15 DECEMBER 2010


What a tough life for climate change experts!

From Bali's preparatory gatherings to Copenhagen's formal Talkfest to balmy Cancun in the very cold month of December, then back to the drawing boards in sunny Bali.

The main accomplishment, in the meanwhile, was not theirs to claim. It was a blend between a determined persistent effort by Secretary General Ban Ki-moon and a publicity-shrewd Al Gore team that placed Climate Change in the mainstream of media attention. That was a major accomplishment. But then, very little happened to move it substantively forward. U.N. mechanisms remained in its predesigned orbit, their leadership appointments remained politically expedient -- and the only change was in the individual charged with overall co-ordination. Yves de Boer left, Christiana Figueres took over. The Executive Secretary of what is known as UNFCCC went from a man from Europe to a woman from Central America. That's it.

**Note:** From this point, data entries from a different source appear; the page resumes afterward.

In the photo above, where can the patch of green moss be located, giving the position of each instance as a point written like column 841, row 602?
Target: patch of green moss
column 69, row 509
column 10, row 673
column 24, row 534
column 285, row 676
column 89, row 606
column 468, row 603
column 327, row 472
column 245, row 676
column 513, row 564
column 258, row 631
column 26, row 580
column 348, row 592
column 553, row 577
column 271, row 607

This time last year, all rhetoric was on "Hopenhagen." Despite sincere advice to lower expectations, the thrust of the U.N. effort was to "Seal the Deal." Clearly, there was no deal. Even the least binding of proposed documents received a "take note" rank of attention.

Approaching Cancun, there were no pretensions. "Small Steps" became the announced strategy. Wisely. For even the Prime Minister of Japan, host of the first attempt of a U.N./FCCC in 1997 was indicating that his government was not interested in extending the Kyoto Protocol when it expires in 2011. When the conference opened in the Mexican resort, our Secretary General was in Kazakhstan attending a summit of the Organization for Security and Co-operation in Europe. At least, he would meet some decision makers there. In Cancun he would be surrounded mainly by Sherpas, forever climbing up that Sisyphus track. He joined later at the High-level segment -- where the only other high-level attendee was the obligatory one by the President of the host country, Mexico.

Analysts and analysis abound. Basic issues remain unaltered: 1. How much should countries reduce emissions? 2. What is the time frame? 3. Who would monitor action taken?

By their very nature, conferences are tempting invitations to serious experts with innovative proposals, as well as to gimmicks and P.R. self-promoters. Groping for anything new, Cancun vigilantes discovered "REDD" -- Reducing Emissions from Deforestation and Degradation! India had originated that sleeper issue two years ago in a document called "REDD, Sustainable Management of Forests, Afforestation and Reforestation." If you think that topic boring, wait till you review submissions by other countries. In fact, wait till you find out how many NGOs find their way to these Conferences under one guise or another -- mostly well-intentioned keen and talented people who are outflanked on occasion by fringe groupies.

The thrust, however, remains on the positive. While progress is excruciatingly slow, basic issues continue to be reasonably tackled. One area of progress is a realization of a need to share technology to produce clean energy. Another is the need to pay more attention to poor, less developed countries. An equally practical step is more readiness to make more funds available to face inevitably forthcoming problems on a collaborative international scale.

More important is the substantive fact that from all that overly expressive folkloric, sometimes farcical atmosphere, there is actual progress accomplished in giving -- and getting -- more attention to the potential hazards of climate change.

And that's an accomplishment that, quite fairly, belongs in great part to U.N. Secretary General Ban Ki-moon.